Parce qu'il était le seul à l'avoir déjà vu au bord du gouffre. Le seul à l'avoir vu pointer un flingue sur sa tempe.
Stiles ne se souciait plus vraiment de l'image qu'il pouvait renvoyer à l'ancien alpha. Derek avait été témoin de sa chute brutale alors l'idée qu'il se faisait de lui avait déjà changé. Pas la peine de lutter pour maintenir une comédie aussi inutile. L'hyperactif savait qu'il ne ferait plus jamais illusion devant le loup-garou. C'était un fait. Sur ce sujet-là, sa réflexion était déjà faite. Alors, il ne chercha pas à se restreindre, à se forcer à ne pas se laisser aller contre lui, la tête sur son épaule. Si Derek voulait l'éloigner, il n'aurait qu'à le pousser ou lui dire de s'éloigner. Dans la mesure où il ne le faisait pas, Stiles resterait. Au moins, il ne se prenait pas la tête.
Mater un film eut le mérite de lui faire du bien et d'oublier partiellement la réunion qu'il avait eu à subir. D'oublier momentanément sa mère aussi. Il eut parfois quelques flashes rapides mais au fur et à mesure que les images du film défilaient sous ses yeux, il s'ancrait davantage dedans et forçait moins sa concentration.
Et il fondait davantage contre le loup-garou sans s'imaginer le tableau qu'ils formaient. Sans se douter de l'importance de l'intimité qu'ils avaient. Que Derek lui accordait.
Stiles regretta presque que le film touche à sa fin et une vieille appréhension le prit. Et maintenant ? Qu'était-il censé faire ? Dire ? Penser ? Derek avait eu une excellente idée en lui proposant de mater la pellicule... Mais elle n'était effectivement pas infinie. Bien évidemment, Stiles songea à enchaîner avec ce qu'il s'était passé avant la réunion. Cependant, persuadé que ce serait inconvenant de lui imposer une discussion de ce type juste après que Derek ait pris de son temps pour rester là, avec lui, l'hyperactif garda ses mots pour lui.

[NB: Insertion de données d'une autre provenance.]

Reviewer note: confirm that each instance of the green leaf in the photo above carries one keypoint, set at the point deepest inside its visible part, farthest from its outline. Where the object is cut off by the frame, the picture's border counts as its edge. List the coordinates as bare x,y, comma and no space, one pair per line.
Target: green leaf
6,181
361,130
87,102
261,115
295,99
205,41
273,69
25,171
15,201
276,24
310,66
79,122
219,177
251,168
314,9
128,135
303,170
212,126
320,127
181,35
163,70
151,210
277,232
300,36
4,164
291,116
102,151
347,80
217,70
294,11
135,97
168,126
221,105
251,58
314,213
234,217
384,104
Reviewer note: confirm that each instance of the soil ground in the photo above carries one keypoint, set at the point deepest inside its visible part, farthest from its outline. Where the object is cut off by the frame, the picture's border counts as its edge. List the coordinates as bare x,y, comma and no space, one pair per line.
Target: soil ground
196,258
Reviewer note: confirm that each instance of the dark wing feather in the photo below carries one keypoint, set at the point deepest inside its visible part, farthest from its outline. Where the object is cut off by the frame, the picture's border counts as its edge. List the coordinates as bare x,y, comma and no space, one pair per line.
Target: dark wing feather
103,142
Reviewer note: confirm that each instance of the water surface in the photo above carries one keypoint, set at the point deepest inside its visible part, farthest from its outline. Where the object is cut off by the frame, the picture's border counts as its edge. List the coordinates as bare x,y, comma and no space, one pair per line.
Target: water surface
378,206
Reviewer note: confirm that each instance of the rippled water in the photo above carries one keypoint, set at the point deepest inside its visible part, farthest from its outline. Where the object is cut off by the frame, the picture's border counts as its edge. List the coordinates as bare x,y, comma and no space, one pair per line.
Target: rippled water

- Un problème ? Lui demanda Derek.
Stiles secoua la tête, tout en se demandant si un mensonge ne pouvait être perçu qu'avec des mots par les loups-garous ou si les gestes marchaient aussi. Désireux toutefois de ne pas embêter son hôte plus que nécessaire, il enchaîna :
- On va manger ?
Stiles ne sut s'il devait être rassuré ou non face au regard insondable que lui lança Derek, qui finit par hocher la tête et se lever, avant de l'entraîner dans la cuisine. Stiles eut un frisson en repensant à l'épisode hallucinatoire dont il avait été victime mais il choisit de garder le silence et d'ignorer son propre ressenti à ce sujet.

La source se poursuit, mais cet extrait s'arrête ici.